The head of the US Department of Energy’s data and analysis arm on Wednesday defended the way his agency assesses natural gas plays in the US, in the wake of New York Times news stories earlier in the week that questioned the economic viability of the US shale gas development.

 

“I think EIA has done an outstanding job of keeping track of something that is a rapidly emerging change in the [US energy] system,” Richard Newell, the administrator of DOE’s Energy Information Administration, told Platts.

 

“It is something that a government agency could easily not be on top of, and it is a part of the system that in a year things change so much that you can be out of touch,” he said. “So, to stay in touch you get access to the best information, and you incorporate that into your outlook, and I think that is exactly what we have done.”

 

Two stories in the New York Times on Sunday and Monday quoted internal EIA emails from officials there who were skeptical that US shale gas resources would live up to the rosy production outlook from industry and the EIA.

 

The stories also led Representative Ed Markey, a Massachusetts Democrat and critic of the controversial techniques used in accessing shale gas, to question whether the estimates reflected reality or a “speculative bubble hyped by the oil and gas industry.” Markey requested that Newell outline the methodology it uses to make estimates on shale gas production.

 

But Newell defended the work of his agency, and emphasized that US gas production was increasing.

 

“This isn’t just perception.
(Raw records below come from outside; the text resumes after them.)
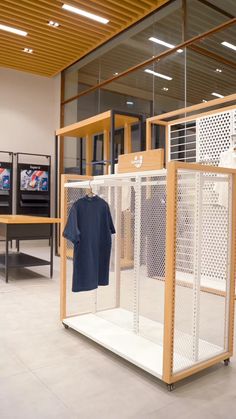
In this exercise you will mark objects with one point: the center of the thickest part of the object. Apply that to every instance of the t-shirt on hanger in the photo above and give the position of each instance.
(89, 228)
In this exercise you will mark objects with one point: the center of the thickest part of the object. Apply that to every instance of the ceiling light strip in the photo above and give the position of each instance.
(229, 45)
(13, 30)
(154, 73)
(217, 95)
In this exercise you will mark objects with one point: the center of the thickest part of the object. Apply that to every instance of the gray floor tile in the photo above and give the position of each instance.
(25, 397)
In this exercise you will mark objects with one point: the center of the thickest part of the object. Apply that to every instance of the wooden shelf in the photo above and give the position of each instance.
(95, 125)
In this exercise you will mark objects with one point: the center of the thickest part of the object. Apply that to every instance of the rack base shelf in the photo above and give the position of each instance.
(102, 328)
(22, 260)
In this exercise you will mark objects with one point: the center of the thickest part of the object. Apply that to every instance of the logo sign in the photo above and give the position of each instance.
(137, 162)
(35, 167)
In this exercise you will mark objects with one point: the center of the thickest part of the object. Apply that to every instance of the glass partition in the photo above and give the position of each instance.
(138, 73)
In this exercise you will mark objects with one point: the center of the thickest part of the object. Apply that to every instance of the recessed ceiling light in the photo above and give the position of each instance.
(217, 95)
(162, 76)
(229, 45)
(13, 30)
(84, 13)
(165, 44)
(53, 24)
(28, 50)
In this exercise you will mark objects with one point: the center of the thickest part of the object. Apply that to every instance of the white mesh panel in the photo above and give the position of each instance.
(200, 326)
(213, 136)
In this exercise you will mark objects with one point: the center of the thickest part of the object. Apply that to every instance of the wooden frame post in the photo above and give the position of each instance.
(169, 309)
(89, 155)
(106, 148)
(148, 135)
(63, 252)
(127, 138)
(232, 267)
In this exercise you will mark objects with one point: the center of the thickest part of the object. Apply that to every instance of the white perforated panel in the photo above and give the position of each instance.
(213, 137)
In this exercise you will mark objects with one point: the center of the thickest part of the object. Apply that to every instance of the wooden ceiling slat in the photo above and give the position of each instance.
(55, 49)
(112, 7)
(60, 41)
(105, 10)
(36, 43)
(34, 71)
(40, 26)
(47, 5)
(39, 55)
(62, 18)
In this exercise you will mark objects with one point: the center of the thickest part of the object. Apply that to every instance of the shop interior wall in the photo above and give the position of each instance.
(29, 114)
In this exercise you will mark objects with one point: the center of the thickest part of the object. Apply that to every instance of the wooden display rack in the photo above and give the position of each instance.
(123, 343)
(186, 115)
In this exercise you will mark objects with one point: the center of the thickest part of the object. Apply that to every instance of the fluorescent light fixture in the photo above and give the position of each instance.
(53, 24)
(84, 13)
(28, 50)
(217, 95)
(13, 30)
(229, 45)
(165, 44)
(154, 73)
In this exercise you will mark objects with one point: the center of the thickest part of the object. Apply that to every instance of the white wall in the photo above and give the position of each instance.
(29, 112)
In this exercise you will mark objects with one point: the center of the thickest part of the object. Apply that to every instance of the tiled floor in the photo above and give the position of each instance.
(49, 372)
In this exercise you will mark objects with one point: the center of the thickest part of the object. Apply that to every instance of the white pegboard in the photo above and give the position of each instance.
(202, 140)
(214, 136)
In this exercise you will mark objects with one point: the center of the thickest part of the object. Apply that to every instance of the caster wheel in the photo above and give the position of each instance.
(170, 387)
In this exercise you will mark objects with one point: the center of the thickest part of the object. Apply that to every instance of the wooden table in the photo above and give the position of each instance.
(22, 227)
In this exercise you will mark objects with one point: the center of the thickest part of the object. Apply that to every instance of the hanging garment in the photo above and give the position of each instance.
(228, 160)
(89, 228)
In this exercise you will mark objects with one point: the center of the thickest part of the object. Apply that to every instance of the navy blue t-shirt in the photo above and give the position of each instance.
(89, 228)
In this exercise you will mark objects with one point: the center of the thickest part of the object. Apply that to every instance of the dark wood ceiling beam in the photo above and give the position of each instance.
(212, 55)
(216, 8)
Natural gas is being produced, it is being measured, and it is being produced from shale gas reserves,” he said.

 

The development of hydraulic fracturing and horizontal drilling has led to massive increase in the amount of natural gas produced in the US over the past several years. The new techniques also led to independent estimates of gas reserves almost doubling in 2009, from 1,000 Tcf to 1,836 Tcf, with the increase influenced by shale gas activity. The NYMEX natural gas futures contract price also dropped dramatically in the past three years, from above $12/MMBtu in June 2008 to around $4.30/MMBtu this week.

 

That development has its critics however, with many environmental groups and state government’s voicing concerns over the undisclosed chemical materials pumped into the ground by gas companies to retrieve oil from shale.

 

Since the New York Times stories, analysts and others within the natural gas industry have also defended estimates that natural gas production has increased and will continue to increase.